A atualização de próxima geração do Witcher 3 mostra mais uma vez as vantagens de um design de hardware mais moderno. Se tivéssemos inicializado este jogo um ou dois meses atrás, estaríamos presos ao codepath básico do Xbox One na Série S, produzindo alguns resultados abaixo do ideal. Mas a Série S agora abriga uma versão nativa que oferece um modo de qualidade de resolução de 1440p, contra o tabuleiro de damas 4K do PS4 Pro. A Série S parece menos detalhada no geral, mas o uso do FSR 2 pelo CDPR lida com o aliasing com muito mais eficiência do que o anti-aliasing primitivo disponível no Pro, produzindo uma imagem muito mais estável. O modo de desempenho dá mais um passo aqui como um subproduto de seu alvo de pixel 1080p inferior, embora ainda pareça razoavelmente apresentável.

No entanto, todos os outros aspectos da versão da Série S foram significativamente aprimorados em relação à versão Pro. Densidade de folhagem, distância de visão e qualidade de sombreamento dão um grande salto aqui, produzindo um ambiente natural muito mais vibrante. Também há aumentos na qualidade do modelo, densidade do NPC da cidade e resolução das sombras – além do desempenho ser aprimorado, se não perfeito. O VRR novamente oferece uma excelente solução, embora os problemas de taxa de quadros não sejam muito impactantes no geral, mesmo em um painel de exibição atualizado convencionalmente. A Série S está à frente do Pro em basicamente todas as métricas significativas aqui, embora o traçado de raio avançado das versões Série X, PS5 e PC esteja infelizmente ausente.

Falei sobre o confronto entre Xbox One X e Xbox Series S que produzi no ano passado – incorporado em forma de vídeo nesta página – que foi muito mais equilibrado, mas no início de 2023, a situação é muito diferente. Em uma variedade de software cross-gen, a Série S está em uma posição muito mais forte, oferecendo jogos significativamente mais performáticos do que os consoles aprimorados de última geração. Com melhorias geracionais na velocidade e armazenamento da CPU, a Série S tem grandes vantagens fundamentais que os consoles de oitava geração simplesmente não conseguem igualar. Em uma variedade de títulos, incluindo vários que não chegaram a este vídeo, consoles como o PS4 Pro estão ficando para trás.

Olhando para trás, como o Xbox Series S se comparou ao Xbox One X nesta época do ano passado.

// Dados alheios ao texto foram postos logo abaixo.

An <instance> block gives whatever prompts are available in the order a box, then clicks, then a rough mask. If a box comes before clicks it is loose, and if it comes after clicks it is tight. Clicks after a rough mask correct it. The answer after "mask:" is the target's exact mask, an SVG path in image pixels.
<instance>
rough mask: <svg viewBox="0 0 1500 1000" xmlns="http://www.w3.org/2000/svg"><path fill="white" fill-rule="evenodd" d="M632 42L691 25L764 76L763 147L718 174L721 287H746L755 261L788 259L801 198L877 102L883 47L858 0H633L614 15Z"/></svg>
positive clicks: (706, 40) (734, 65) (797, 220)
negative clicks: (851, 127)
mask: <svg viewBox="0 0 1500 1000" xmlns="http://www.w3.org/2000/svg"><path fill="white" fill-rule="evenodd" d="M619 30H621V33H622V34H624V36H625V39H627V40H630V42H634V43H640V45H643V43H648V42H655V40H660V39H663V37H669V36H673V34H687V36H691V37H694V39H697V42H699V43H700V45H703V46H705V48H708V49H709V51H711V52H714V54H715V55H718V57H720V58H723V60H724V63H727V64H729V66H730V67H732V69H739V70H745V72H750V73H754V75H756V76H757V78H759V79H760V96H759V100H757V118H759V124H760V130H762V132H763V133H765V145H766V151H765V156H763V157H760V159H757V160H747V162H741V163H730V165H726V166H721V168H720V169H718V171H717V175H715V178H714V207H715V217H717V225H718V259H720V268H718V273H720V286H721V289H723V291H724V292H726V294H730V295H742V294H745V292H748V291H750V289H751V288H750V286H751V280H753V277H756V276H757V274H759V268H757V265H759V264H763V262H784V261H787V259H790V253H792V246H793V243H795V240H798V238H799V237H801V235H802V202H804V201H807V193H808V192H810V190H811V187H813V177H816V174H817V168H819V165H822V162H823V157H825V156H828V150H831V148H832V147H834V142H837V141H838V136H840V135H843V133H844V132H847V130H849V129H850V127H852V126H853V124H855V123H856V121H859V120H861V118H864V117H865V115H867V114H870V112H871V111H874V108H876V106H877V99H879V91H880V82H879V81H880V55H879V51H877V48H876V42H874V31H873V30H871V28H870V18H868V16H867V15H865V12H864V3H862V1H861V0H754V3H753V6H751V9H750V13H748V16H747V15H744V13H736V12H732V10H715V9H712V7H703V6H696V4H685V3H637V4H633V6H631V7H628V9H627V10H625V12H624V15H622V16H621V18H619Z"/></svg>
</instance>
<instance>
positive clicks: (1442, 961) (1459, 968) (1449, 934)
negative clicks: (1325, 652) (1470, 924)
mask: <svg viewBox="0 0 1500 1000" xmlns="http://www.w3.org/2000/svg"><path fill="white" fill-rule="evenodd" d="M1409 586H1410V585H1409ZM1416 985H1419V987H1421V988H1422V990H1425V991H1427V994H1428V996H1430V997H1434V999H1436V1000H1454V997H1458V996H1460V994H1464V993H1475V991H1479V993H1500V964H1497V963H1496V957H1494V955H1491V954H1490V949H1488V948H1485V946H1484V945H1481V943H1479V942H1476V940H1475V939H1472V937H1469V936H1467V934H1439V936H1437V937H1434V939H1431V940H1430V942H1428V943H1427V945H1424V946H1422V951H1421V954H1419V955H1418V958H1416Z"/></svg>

E há outro fator-chave que favorece a Série S mais do que qualquer outra coisa: uma variedade de jogos simplesmente não está sendo lançada nos consoles de última geração. Em 2023, a maioria dos principais softwares não tem uma versão de console de oitava geração planejada. Em 2022, o PS4 Pro continuou a oferecer ótimos exclusivos originais, como Horizon Forbidden West, Gran Turismo 7 e God of War Ragnarök, além de tarifas de terceiros.

Olhando para 2023, grandes jogos como Spider-Man 2, Dead Space e Suicide Squad são exclusivos para consoles e PCs da geração atual. Embora ainda existam algumas peças importantes de jogos que abrangem gerações – principalmente Resident Evil 4 e Diablo 4 – a sensação esmagadora é que os consoles mais antigos estão se aproximando rapidamente da data de validade e até mesmo o suporte primário está caindo. . Os últimos dois anos foram generosos com hardware mais antigo, com um volume francamente esmagador de software cross-gen, mas isso está prestes a acabar. Mesmo em 2022, títulos como A Plague Tale Requiem, Need for Speed ​​Unbound e Gotham Knights nunca chegaram às máquinas de última geração.

E isso é por um bom motivo. CPUs de classe netbook e armazenamento mecânico lento prejudicaram os consoles de última geração e limitam fundamentalmente os recursos dos jogos entre gerações. A Série S tem o grunhido de CPU e SSD para acompanhar os consoles premium de geração atual – sistemas como o PS4 Pro e o Xbox One X não. O hardware gráfico entre a Série S e as máquinas de última geração não é um mundo à parte, mas fixar-se na computação gráfica bruta é um erro, é apenas um aspecto do design de um console e, sem dúvida, o mais escalável. Não há dúvida de que os desenvolvedores podem ser desafiados por suas limitações, mas comparações entre gerações e implantações UE5 como The Matrix Awakens e Fortnite provam que a máquina é capaz o suficiente à medida que nos afastamos desse prolongado período de transição entre gerações para a próxima era para jogos.